EU-Kommission rügt deutsche Debatte
4. Januar 2014Die EU-Kommission lehnt Forderungen nach verschärften Gesetzen beim Zuzug von EU-Einwanderern strikt ab. EU-Sozialkommissar Lazlo Andor sagte der Tageszeitung "Die Welt": "Wir müssen unbedingt Grundrechte wie die Freizügigkeit verteidigen und dürfen auf Zuwanderung von Menschen nicht mit Hysterie reagieren. Das EU-Recht beinhaltet eine Reihe von Schutzklauseln gegen Missbrauch - wir wollen und wir brauchen darum keine neuen Gesetze, um die Freizügigkeit einzuschränken."
"Man muss diese Probleme angehen"
Andor räumte zugleich ein, dass in einigen Kommunen durch den Zuzug von EU-Migranten Belastungen entstehen könnten, etwa im Bildungsbereich, am Wohnungsmarkt oder bei den Sozialausgaben. "Man muss diese Probleme angehen, beispielsweise dadurch, indem man einen Teil der zusätzlichen Steuereinnahmen, die der Staat durch zugezogene ausländische Arbeitnehmer erhält, dafür verwendet", so der EU-Kommissar weiter. Neue Schranken gegen ausländische Arbeitnehmer seien dagegen keine Lösung.

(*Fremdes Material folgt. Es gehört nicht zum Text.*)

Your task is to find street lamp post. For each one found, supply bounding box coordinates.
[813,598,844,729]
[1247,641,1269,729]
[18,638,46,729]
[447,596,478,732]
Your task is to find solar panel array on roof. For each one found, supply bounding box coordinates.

Außerdem können die Mitgliedsländer der Europäischen Union laut Andor künftig mindestens 20 Prozent des milliardenschweren Sozialfonds für die Integration von EU-Migranten in den Städten und Gemeinden nutzen. Schließlich bereite die EU-Kommission Online-Trainingsmaßnahmen vor, um den zuständigen Beamten in Städten und Gemeinden dabei zu helfen, das Recht auf Freizügigkeit für EU-Bürger vollständig zu verstehen und anzuwenden.
"Im Zweifel sanften Druck ausüben"
Auch der SPD-Vorsitzende und Vizekanzler Sigmar Gabriel sagte der "Bild"-Zeitung, dass es in einigen Großstädten Probleme mit der Ballung von Zuwanderern gebe, die keine Arbeit fänden, scheinselbstständig seien und die oft in menschenunwürdigen Verhältnissen lebten. Die Städte seien damit weitgehend alleine gelassen - "ihnen und vor allem den Menschen müssen wir helfen", sagte Gabriel. Gleichzeitig müsse die Armut in den Heimatländern bekämpft werden. Dafür stelle die EU erhebliche Mittel bereit. Die müssten Rumänien und Bulgarien aber auch abrufen. Gabriel: "Hier muss die Bundesregierung unterstützend eingreifen - und im Zweifel auch sanften Druck ausüben."
Hintergrund der Debatte ist, dass für Arbeitnehmer aus Bulgarien und Rumänien seit dem 1. Januar die volle Freizügigkeit innerhalb der EU gilt. Sie brauchen kein Visum und keine Arbeitserlaubnis mehr, um sich auch in Deutschland niederlassen zu können. Damit verbunden ist die Sorge vor einer Überlastung der Sozialsysteme. So will die CSU armen EU-Zuwanderern den Zugang zum deutschen Sozialsystem erschweren. Dies solle etwa durch die Aussetzung des Leistungsbezugs für die ersten drei Monate des Aufenthaltes geschehen - dies zielt auf die so genannten Hartz IV-Aufstocker ab, vor allem kleine Selbstständige aus EU-Ländern, die von ihrem Einkommen nicht leben können. Zudem fordert die CSU ein härteres Vorgehen gegen Betrüger, deren Wiedereinreise nach Deutschland verhindert werden soll.
"Mit Willkommenskultur hat das wenig zu tun"
Der Bundesverband privater Anbieter sozialer Dienste forderte derweil, dass Deutschland vermehrt Fachkräfte aus osteuropäischen Ländern wie Rumänien und Bulgarien anwerben müsse. Dies sei notwendig, um den Fachkräftemangel in der Pflege bekämpfen zu können, sagte Geschäftsführer Bernd Tews. Bereits heute fehlten in der Bundesrepublik bis zu 50.000 Pflegekräfte. Die Freizügigkeit in der Europäischen Union dürfe daher nicht eingeschränkt werden.
Tews verwies in diesem Zusammenhang darauf, dass auf dem Arbeitsmarkt für Pflegekräfte die Konkurrenz anderer EU-Staaten nicht zu unterschätzen sei. In Deutschland komme noch erschwerend hinzu, dass jedes Bundesland andere Anerkennungsanforderungen zur Berufsausübung stelle. Tews: "Mit Willkommenskultur hat das wenig zu tun."